Re: [ovs-discuss] OVN: scaling L2 networks beyond 10k chassis - proposals

Robin Jarry via discuss Sat, 30 Sep 2023 06:50:50 -0700

Hi Vladislav, Frode,

Thanks for your replies.


Frode Nordahl, Sep 30, 2023 at 10:55:
> On Sat, Sep 30, 2023 at 9:43 AM Vladislav Odintsov via discuss
> <ovs-discuss@openvswitch.org> wrote:
> > > On 29 Sep 2023, at 18:14, Robin Jarry via discuss 
> > > <ovs-discuss@openvswitch.org> wrote:
> > >
> > > Felix Huettner, Sep 29, 2023 at 15:23:
> > >>> Distributed mac learning
> > >>> ========================
> > > [snip]
> > >>>
> > >>> Cons:
> > >>>
> > >>> - How to manage seamless upgrades?
> > >>> - Requires ovn-controller to move/plug ports in the correct bridge.
> > >>> - Multiple openflow connections (one per managed bridge).
> > >>> - Requires ovn-trace to be reimplemented differently (maybe other tools
> > >>>  as well).
> > >>
> > >> - No central information anymore on mac bindings. All nodes need to
> > >>  update their data individually
> > >> - Each bridge generates also a linux network interface. I do not know if
> > >>  there is some kind of limit to the linux interfaces or the ovs bridges
> > >>  somewhere.
> > >
> > > That's a good point. However, only the bridges related to one
> > > implemented logical network would need to be created on a single
> > > chassis. Even with the largest OVN deployments, I doubt this would be
> > > a limitation.
> > >
> > >> Would you still preprovision static mac addresses on the bridge for all
> > >> port_bindings we know the mac address from, or would you rather leave
> > >> that up for learning as well?
> > >
> > > I would leave everything dynamic.
> > >
> > >> I do not know if there is some kind of performance/optimization penality
> > >> for moving packets between different bridges.
> > >
> > > As far as I know, once the openflow pipeline has been resolved into
> > > a datapath flow, there is no penalty.
> > >
> > >> You can also not only use the logical switch that have a local port
> > >> bound. Assume the following topology:
> > >> +---+ +---+ +---+ +---+ +---+ +---+ +---+
> > >> |vm1+-+ls1+-+lr1+-+ls2+-+lr2+-+ls3+-+vm2|
> > >> +---+ +---+ +---+ +---+ +---+ +---+ +---+
> > >> vm1 and vm2 are both running on the same hypervisor. Creating only local
> > >> logical switches would mean only ls1 and ls3 are available on that
> > >> hypervisor. This would break the connection between the two vms which
> > >> would in the current implementation just traverse the two logical
> > >> routers.
> > >> I guess we would need to create bridges for each locally reachable
> > >> logical switch. I am concerned about the potentially significant
> > >> increase in bridges and openflow connections this brings.
> > >
> > > That is one of the concerns I raised in the last point. In my opinion
> > > this is a trade off. You remove centralization and require more local
> > > processing. But overall, the processing cost should remain equivalent.
> >
> > Just want to clarify.
> >
> > For topology described by Felix above, you propose to create 2 OVS
> > bridges, right? How will the packet traverse from vm1 to vm2?

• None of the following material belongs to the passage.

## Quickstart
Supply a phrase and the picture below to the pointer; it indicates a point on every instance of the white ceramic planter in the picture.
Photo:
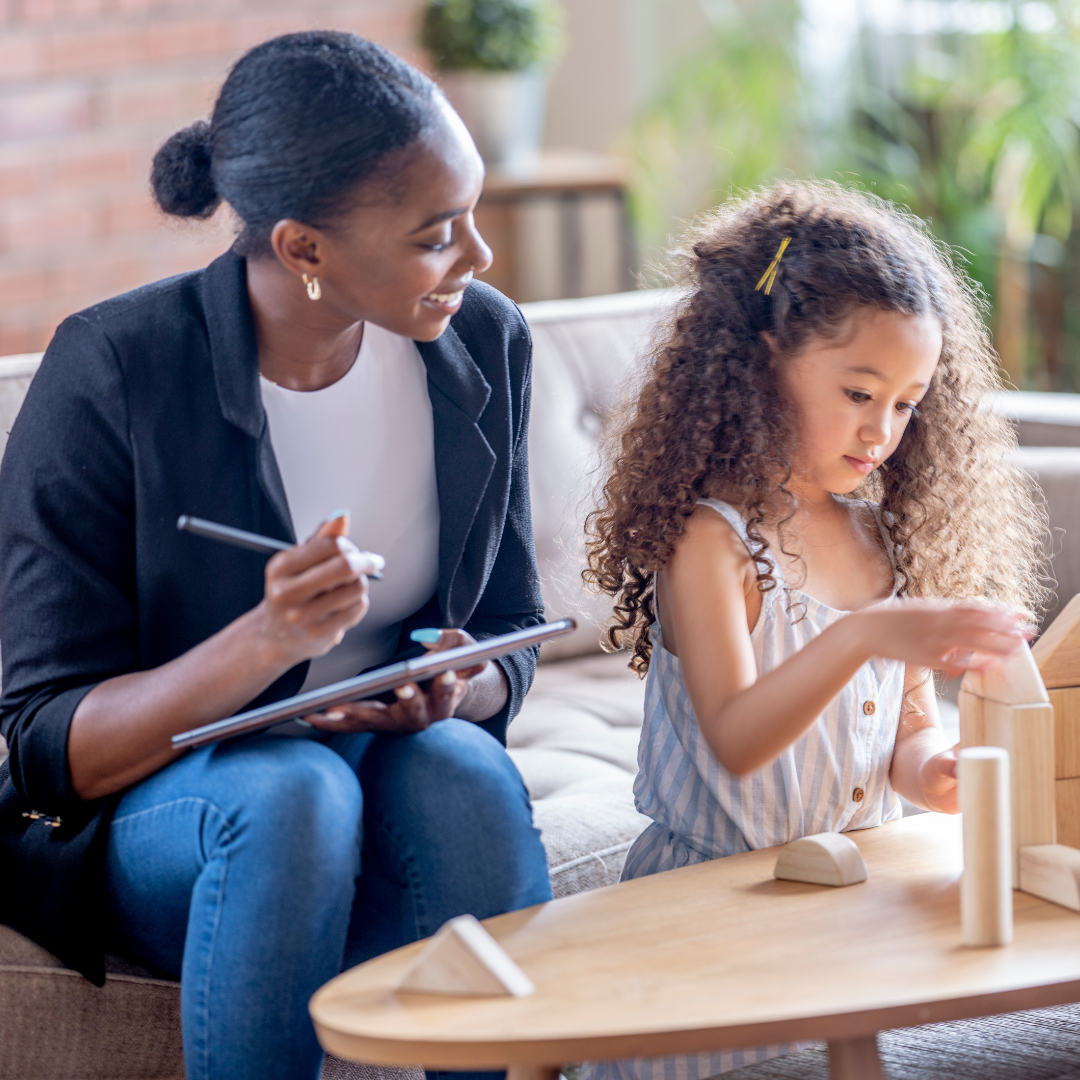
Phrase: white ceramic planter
(503, 110)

In this particular case, there would be 3 OVS bridges, one for each
logical switch.

> > Currently when the packet enters OVS all the logical switching and
> > routing openflow calculation is done with no packet re-entering OVS,
> > and this results in one DP flow match to deliver this packet from
> > vm1 to vm2 (if no conntrack used, which could introduce
> > recirculations).
> >
> > Do I understand correctly, that in this proposal OVS needs to
> > receive packet from “ls1” bridge, next run through lrouter “lr1”
> > OpenFlow pipelines, then output packet to “ls2” OVS bridge for mac
> > learning between logical routers (should we have here OF flow with
> > learn action?), then send packet again to OVS, calculate “lr2”
> > OpenFlow pipeline and finally reach destination OVS bridge “ls3” to
> > send packet to a vm2?

What I am proposing is to implement the northbound L2 network intent
with actual OVS bridges and builtin OVS mac learning. The L3/L4 network
constructs and ACLs would require patch ports and specific OF pipelines.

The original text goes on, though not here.